What: Apparel retailer and apparel maker Guess? (NYSE:GES) saw its stock decline 12% in March, according to data provided by S&P Global Market Intelligence.

GES Chart

GES data by YCharts

Shares rose sharply in February -- and even touched a 52-week high -- but took a step back last month after the company announced disappointing fourth-quarter results.

So what: Sales in the holiday quarter fell 6% worldwide as Guess? enjoyed solid demand growth in Europe and steady gains in the U.S., but posted a near 20% sales decline in Asia. Profitability declined, with gross margin shrinking by a full percentage point to 36.5% of sales. That weakness was the key reason why earnings slipped 10% to $0.57 per share.

"There is still more work to be done, but I am convinced that the initiatives we have started to implement in the last few months have contributed to these encouraging results," CEO Victor Herrero said in a press release.

Now what: While Wall street was projecting slightly higher profits last quarter, the real issue was the weak earnings guidance Guess? gave for fiscal 2016. Management forecasts that operating margins will sink to as low as -5% next quarter before rebounding to just 4.5% for the full year.

Source: Guess?

If that happens, it will erase the profitability gains that Guess? has managed over the past few years: Operating margin was 5.5% in 2015, up from 5.2% in 2014.

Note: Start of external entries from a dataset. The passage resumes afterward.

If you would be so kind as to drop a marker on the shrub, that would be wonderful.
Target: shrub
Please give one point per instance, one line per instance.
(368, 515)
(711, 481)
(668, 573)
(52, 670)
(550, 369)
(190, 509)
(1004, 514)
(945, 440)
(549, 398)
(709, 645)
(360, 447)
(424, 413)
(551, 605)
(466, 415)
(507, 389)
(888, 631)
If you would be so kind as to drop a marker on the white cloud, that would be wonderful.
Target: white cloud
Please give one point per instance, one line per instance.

The good news is that the company should log significant sales growth this year thanks to contributions from a booming e-commerce business, a growing store base, and steady revenue gains at existing locations. Meanwhile, Herrero's long-term target still calls for hitting an impressive 7.5% operating margin over the next three fiscal years, even if 2016 will mark a step back from that goal.

Ultimately, investors didn't find a lot of evidence to support that long-term profitability target in the latest operating results, and so Guess?' stock declined to account for the slowing earnings growth profile.